Récemment, j’ai vu quelques projets réalisés dans GTA V, mais que je trouve beaucoup moins intéressants, beaucoup moins réfléchis et déjà faits. Quand on fait des photos dans un jeu vidéo, il faut se poser la question pourquoi on le fait. Le propre de l’art est de créer l’inattendu. Et quand quelque chose a déjà été fait, c’est beaucoup plus difficile de surprendre.
OAI13 : En tant que critique d’art, qu’avez-vous vu comme évolution au sein de ce mouvement ?
M-B : Je ne pense pas que ce soit vraiment un mouvement. L’outil numérique permet parfois de faire des choses qu’on ne peut pas atteindre dans le réel, et c’est ça qui m’intéresse.
Pour moi la capture dans les jeux vidéo n’est pas un mouvement car ce n’est pas comme les impressionnistes. Ces artistes travaillent sur ce medium tout simplement parce qu’ils sont nés avec. Il fait partie de leur environnement. Cory Arcangel, par exemple, a travaillé sur Super Mario Bros. En réalisant un tableau vivant qui s’appelle Super Mario Cloud, il a réussi à amener une approche iconoclaste de Super Mario en effaçant l’icône de ce plombier moustachu pour mettre en avant le paysage du jeu, à la fois contemporain mais aussi très connoté. En effet, si vous regardez la vidéo de Super Mario Cloud, vous devinez tout de suite que ce ciel appartient au jeu Super Mario Bros. Même en effaçant le personnage principal et les éléments reconnaissables comme les champignons, ce jeu est tellement marqué culturellement qu’on en reconnaît ses nuages.

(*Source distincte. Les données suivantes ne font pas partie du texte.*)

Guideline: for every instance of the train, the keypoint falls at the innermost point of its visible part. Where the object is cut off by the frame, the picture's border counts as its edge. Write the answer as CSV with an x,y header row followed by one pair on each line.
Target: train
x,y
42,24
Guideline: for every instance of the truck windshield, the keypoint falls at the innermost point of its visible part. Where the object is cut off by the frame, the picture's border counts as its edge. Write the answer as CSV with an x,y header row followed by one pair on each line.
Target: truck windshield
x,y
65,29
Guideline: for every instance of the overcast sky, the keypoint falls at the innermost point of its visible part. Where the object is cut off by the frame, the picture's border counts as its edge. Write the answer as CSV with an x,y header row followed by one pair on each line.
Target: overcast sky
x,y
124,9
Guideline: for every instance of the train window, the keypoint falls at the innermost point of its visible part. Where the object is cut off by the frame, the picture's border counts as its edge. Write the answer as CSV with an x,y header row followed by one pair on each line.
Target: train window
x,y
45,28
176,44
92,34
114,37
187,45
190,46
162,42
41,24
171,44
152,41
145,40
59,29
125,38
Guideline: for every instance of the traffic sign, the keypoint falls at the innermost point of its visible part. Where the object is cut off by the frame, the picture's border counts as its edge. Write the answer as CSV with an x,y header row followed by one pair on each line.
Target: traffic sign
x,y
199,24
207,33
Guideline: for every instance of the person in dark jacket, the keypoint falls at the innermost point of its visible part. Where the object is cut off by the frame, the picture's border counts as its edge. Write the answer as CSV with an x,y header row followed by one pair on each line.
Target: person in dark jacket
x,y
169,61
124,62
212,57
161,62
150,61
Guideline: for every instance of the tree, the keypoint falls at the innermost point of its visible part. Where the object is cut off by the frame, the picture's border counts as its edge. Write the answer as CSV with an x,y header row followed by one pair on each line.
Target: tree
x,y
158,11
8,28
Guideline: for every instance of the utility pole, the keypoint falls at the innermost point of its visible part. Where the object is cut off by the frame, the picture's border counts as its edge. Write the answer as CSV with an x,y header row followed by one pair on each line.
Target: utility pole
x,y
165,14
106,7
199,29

OAI13 : Au niveau des droits d’auteur, ce genre de réappropriation est-elle autorisée ?
M-B : Cette question est effectivement primordiale. J’ai deux réponses. Il existe aujourd’hui une technique appelée le Machinima, qui vous permet de vous réapproprier un jeu pour en faire un film. Les éditeurs, notamment EA et Rockstar (la série des GTA), ont largement profité de ces détournements de jeu à des fins de communication. D’une part, de nombreux joueurs créent des objets artistiques à partir du travail d’autrui, mais d’un autre côté, ils bénéficient largement de cette visibilité. Ensuite, d’un point de vue plus théorique, le numérique permet aujourd’hui une reproductibilité encore plus accrue. Cette question est clairement au cœur de nos XXe et XXIe siècles. Mais aujourd’hui, cette reproductibilité prend une valeur sur le marché de l’art : la photographie se porte presque mieux que l’art contemporain. Ces œuvres réalisées dans les univers virtuels vont bientôt avoir une vraie place sur le marché de l’art. Après, d’un point de vue pratique, nous n’avons pour le moment pas de réponse à la problématique du droit d’auteur.
OAI13 : Pour vous, y a-t-il un stade au-delà des univers virtuels ?
M-B : Pour moi l’étape suivante, c’est celle de l’invisible. Depuis 2011 je m’intéresse aux nanotechnologies. Je pense que ce domaine est très intéressant à la fois d’un point de vue social mais aussi d’un point de vue artistique. Les nanotechnologies pourraient beaucoup apporter à cet inattendu qu’on attend de l’art.